Coming to Grips with Risk
Your tolerance for risk is an important factor in how you allocate your investment portfolio among different investments. While investments are subject to many different types of risk, risk tolerance typically refers to your ability to hold an investment when the return is either less than you expect or it declines in value. You should only assume a level of risk you are comfortable with, so you aren’t tempted to sell an investment when it is at a low point.
There are at least two factors affecting your risk tolerance. One is the level of investment risk appropriate for you based on your personal situation. Key factors to consider include:
- Family situation – If you are married and in good health, you can probably assume more risk than someone going through a divorce or who has health problems.
- Age – Typically, you are less willing to assume risk as you age.
- Employment – Individuals with stable employment or whose spouse also earns an income will typically be able to assume more risk.
- Debt and liquidity – If you have sufficient liquid assets to weather temporary financial problems, you'll typically feel more able to take on risk.
- Insurance – If you have insurance to cover the major risks in life, including life, health, disability, and property insurance, you will probably feel more willing to assume more risk with your investments.
- Other investments – The current composition of your portfolio will affect how much additional risk you want to assume. If your portfolio already contains investments with significant risk, you might want to invest in more conservative investments. On the other hand, if your portfolio is primarily composed of conservative investments, you may want to take on more risk.
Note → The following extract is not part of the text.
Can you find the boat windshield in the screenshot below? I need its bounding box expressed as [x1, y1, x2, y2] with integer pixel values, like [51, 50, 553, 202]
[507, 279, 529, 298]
The other element is your emotional tolerance for risk. Even if your personal situation indicates you could assume a high level of risk that may not be prudent if you don’t feel comfortable with that risk. How you’ve reacted to the stock market fluctuations over the past few years should provide an indication of your emotional comfort with risk. Have you taken the fluctuations in stride or were you anxious about your portfolio’s value? Did you frequently check your portfolio’s value or did you only check occasionally? Were you tempted to sell all your stock investments or did you realize that downturns are just a normal part of the investing process? What would you do if the stock market started to decline substantially again? How long could you withstand a declining market before feeling compelled to see? After answering these questions, you should have a better feel for your emotional tolerance for risk.